Look back to embrace the future with confidence

January 8, 2016

Many of us may be facing the year with trepidation, what with whatever is worrying us personally and with the world seemingly in more uproar every day. But we can take heart and face what lies ahead with more confidence, if we look back in time first.

When I contemplate the future, I like to draw on my previous years, feelings and experiences. As the 18th-century Irish philosopher and politician Edmund Burke says in Reflections on the Revolution in France: “People will not look forward to posterity, who never look backward to their ancestors.”

Indeed, that is the premise of 19th-century American author Edward Bellamy’s book Looking Backward, 2000-1887, which was written in 1888. Bellamy accurately predicted skyscrapers and debit cards, basing his ideas and philosophies on the speed of Victorian society’s industrial development and shifting attitudes to money and independence.

Notable artists like Leonardo da Vinci and Andy Warhol also predicted elements of the future, using their creativity as the spur. Think of how da Vinci predicted air travel, parachutes, the use of mechanical diggers and even tanks in warfare in his drawings.

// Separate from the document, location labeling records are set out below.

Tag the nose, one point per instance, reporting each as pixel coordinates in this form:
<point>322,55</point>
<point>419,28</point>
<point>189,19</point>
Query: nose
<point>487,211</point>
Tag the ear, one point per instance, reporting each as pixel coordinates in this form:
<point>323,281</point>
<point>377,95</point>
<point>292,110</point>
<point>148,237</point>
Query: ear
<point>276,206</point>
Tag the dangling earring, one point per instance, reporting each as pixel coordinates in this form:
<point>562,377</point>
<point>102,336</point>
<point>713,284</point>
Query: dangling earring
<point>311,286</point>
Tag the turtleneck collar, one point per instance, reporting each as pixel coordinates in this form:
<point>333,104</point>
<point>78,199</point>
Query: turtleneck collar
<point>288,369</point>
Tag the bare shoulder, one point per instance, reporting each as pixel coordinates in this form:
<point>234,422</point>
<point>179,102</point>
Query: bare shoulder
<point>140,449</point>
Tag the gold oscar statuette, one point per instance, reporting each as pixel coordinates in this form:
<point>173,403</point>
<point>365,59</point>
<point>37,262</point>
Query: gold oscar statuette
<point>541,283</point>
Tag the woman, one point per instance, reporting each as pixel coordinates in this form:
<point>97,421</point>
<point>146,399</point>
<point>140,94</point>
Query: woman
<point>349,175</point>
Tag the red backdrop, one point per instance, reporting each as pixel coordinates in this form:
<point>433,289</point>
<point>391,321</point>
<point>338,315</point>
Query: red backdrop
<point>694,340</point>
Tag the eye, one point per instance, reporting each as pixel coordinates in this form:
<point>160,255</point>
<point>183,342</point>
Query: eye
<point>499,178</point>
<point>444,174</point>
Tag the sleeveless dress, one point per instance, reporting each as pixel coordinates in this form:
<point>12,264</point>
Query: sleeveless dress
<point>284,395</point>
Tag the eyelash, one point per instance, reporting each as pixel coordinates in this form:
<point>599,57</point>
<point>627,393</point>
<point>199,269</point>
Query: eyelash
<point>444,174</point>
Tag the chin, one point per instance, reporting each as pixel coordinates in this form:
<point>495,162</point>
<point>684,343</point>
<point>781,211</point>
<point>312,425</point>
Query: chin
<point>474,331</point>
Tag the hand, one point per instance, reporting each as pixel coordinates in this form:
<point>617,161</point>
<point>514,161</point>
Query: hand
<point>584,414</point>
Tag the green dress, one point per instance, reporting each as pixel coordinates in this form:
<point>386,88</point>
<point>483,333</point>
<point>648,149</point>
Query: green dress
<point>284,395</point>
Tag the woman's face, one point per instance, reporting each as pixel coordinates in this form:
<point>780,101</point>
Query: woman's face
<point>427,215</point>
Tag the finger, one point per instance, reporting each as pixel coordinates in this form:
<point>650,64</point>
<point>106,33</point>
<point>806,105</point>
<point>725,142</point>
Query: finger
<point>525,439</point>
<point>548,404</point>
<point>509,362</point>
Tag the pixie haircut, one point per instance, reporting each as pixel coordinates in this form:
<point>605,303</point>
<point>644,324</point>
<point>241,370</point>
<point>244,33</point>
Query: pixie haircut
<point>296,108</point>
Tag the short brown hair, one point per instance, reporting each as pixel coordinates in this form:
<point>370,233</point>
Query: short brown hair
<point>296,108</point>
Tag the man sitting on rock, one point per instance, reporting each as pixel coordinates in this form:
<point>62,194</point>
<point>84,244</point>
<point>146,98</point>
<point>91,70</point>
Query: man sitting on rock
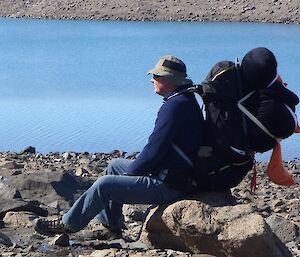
<point>160,174</point>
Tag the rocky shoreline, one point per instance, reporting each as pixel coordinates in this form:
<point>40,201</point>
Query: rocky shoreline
<point>271,11</point>
<point>34,185</point>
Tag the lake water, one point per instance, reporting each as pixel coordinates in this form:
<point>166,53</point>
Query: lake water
<point>83,85</point>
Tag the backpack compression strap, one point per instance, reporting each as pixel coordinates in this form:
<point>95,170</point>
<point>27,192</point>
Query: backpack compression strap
<point>253,118</point>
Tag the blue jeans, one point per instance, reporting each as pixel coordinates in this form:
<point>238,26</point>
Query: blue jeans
<point>107,195</point>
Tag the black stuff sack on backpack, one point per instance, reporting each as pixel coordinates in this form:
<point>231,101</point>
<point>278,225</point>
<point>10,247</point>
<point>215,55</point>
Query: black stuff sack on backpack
<point>248,110</point>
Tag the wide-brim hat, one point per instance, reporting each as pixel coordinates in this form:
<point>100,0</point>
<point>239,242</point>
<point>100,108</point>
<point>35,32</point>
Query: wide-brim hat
<point>172,69</point>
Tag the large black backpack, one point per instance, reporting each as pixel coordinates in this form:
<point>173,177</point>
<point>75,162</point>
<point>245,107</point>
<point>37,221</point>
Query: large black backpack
<point>233,121</point>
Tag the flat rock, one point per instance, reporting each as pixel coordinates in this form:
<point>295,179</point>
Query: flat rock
<point>204,227</point>
<point>285,230</point>
<point>7,205</point>
<point>20,218</point>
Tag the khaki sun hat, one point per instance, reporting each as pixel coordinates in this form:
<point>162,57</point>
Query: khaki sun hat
<point>172,69</point>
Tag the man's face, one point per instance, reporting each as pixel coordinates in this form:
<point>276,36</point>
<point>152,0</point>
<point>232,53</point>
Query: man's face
<point>162,86</point>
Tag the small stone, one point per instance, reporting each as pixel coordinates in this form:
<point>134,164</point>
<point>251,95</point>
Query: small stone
<point>1,224</point>
<point>12,165</point>
<point>66,155</point>
<point>5,240</point>
<point>55,205</point>
<point>28,149</point>
<point>61,240</point>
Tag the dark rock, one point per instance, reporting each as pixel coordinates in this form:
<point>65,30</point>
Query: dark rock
<point>1,224</point>
<point>285,230</point>
<point>8,192</point>
<point>61,240</point>
<point>7,205</point>
<point>47,186</point>
<point>28,149</point>
<point>5,240</point>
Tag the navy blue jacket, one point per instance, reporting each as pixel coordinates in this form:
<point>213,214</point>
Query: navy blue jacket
<point>179,121</point>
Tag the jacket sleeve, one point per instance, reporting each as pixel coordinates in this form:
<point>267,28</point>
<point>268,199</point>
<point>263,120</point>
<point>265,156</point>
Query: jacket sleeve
<point>159,142</point>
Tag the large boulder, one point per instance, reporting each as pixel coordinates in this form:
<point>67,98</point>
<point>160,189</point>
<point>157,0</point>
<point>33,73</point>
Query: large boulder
<point>207,224</point>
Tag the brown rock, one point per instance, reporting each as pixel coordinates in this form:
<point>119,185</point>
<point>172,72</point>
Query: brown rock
<point>192,225</point>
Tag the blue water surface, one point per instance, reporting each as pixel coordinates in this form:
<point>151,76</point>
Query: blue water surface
<point>83,85</point>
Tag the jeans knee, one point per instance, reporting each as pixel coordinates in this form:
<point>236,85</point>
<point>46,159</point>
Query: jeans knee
<point>112,167</point>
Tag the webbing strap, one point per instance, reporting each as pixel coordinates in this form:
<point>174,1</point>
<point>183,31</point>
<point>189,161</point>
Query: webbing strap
<point>253,118</point>
<point>183,155</point>
<point>253,181</point>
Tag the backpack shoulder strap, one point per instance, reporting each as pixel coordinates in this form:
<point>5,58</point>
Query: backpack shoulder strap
<point>182,155</point>
<point>253,118</point>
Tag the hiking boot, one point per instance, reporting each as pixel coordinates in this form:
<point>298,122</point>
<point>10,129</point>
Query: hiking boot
<point>51,227</point>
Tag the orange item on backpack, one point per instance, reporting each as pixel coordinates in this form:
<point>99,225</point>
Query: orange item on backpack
<point>276,171</point>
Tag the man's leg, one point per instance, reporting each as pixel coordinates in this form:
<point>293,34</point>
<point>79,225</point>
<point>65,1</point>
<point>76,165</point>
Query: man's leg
<point>112,216</point>
<point>119,190</point>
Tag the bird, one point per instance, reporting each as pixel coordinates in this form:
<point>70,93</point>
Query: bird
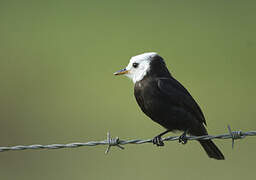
<point>166,101</point>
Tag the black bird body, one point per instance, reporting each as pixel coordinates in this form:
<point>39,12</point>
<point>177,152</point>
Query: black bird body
<point>162,98</point>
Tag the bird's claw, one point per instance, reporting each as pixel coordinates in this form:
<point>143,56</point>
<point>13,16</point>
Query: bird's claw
<point>183,139</point>
<point>158,141</point>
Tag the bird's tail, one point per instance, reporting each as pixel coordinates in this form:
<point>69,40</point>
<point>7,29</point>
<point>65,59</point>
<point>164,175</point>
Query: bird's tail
<point>211,149</point>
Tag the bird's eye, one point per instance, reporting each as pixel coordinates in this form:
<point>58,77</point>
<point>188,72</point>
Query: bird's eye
<point>135,65</point>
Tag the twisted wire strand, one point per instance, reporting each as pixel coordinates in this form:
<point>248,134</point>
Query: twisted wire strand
<point>117,142</point>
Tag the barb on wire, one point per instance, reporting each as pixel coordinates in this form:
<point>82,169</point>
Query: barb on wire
<point>234,135</point>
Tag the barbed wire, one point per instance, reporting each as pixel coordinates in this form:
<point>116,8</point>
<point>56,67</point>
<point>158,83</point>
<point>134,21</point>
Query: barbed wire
<point>234,135</point>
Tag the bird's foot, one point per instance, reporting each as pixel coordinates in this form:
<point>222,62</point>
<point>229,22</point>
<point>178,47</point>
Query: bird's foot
<point>158,141</point>
<point>183,138</point>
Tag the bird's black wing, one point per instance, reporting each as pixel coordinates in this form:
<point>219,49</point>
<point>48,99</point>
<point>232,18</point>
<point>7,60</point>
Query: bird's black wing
<point>179,96</point>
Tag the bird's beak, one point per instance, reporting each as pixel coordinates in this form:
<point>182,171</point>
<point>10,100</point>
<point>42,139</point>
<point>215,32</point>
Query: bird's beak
<point>122,71</point>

Meanwhile Warhol anticipated much of our behaviour around social media, such as his fascination for recording his life through daily Polaroids (like using Instagram today).

But is it enough to rely on the lessons of history and philosophy to acquire wisdom – or could science show us the way too?

The answer may lie in futurology – the scientific study of the future. Its proponents believe that we can predict the great threats to mankind with increasing precision, enabling us to act sooner and with more wisdom.

In the past, eminent thinkers such as Thomas Malthus, who predicted human population growth and the corresponding famines that would occur, and Stanley Jevons, who predicted the end of the Age of Coal in Great Britain, have used science with some success, and also some failure.

But we, in the 21st century, have far more information on which to base our studies.

Take, for example, the work of Professor Stephen Hawking who built up the theory of Arrows of Time, which helps to explain the expansion of the universe itself. These Arrows, looking at time from our perspective, from a cosmological viewpoint and considering that the universe generally moves towards disorder, are the engine of futurology work. Our understanding of history, art, literature, customs and lifecycles can provide the fuel.

Futurologist Michael Lee, author of Knowing Our Future, says: “Physics shows us that the world is rushing towards us at high speed,” but we don’t need to be daunted by that. If we draw on the past, while daring to embrace the science which describes our universe, perhaps we will become better at predicting the future itself. Then we can embrace it with confidence.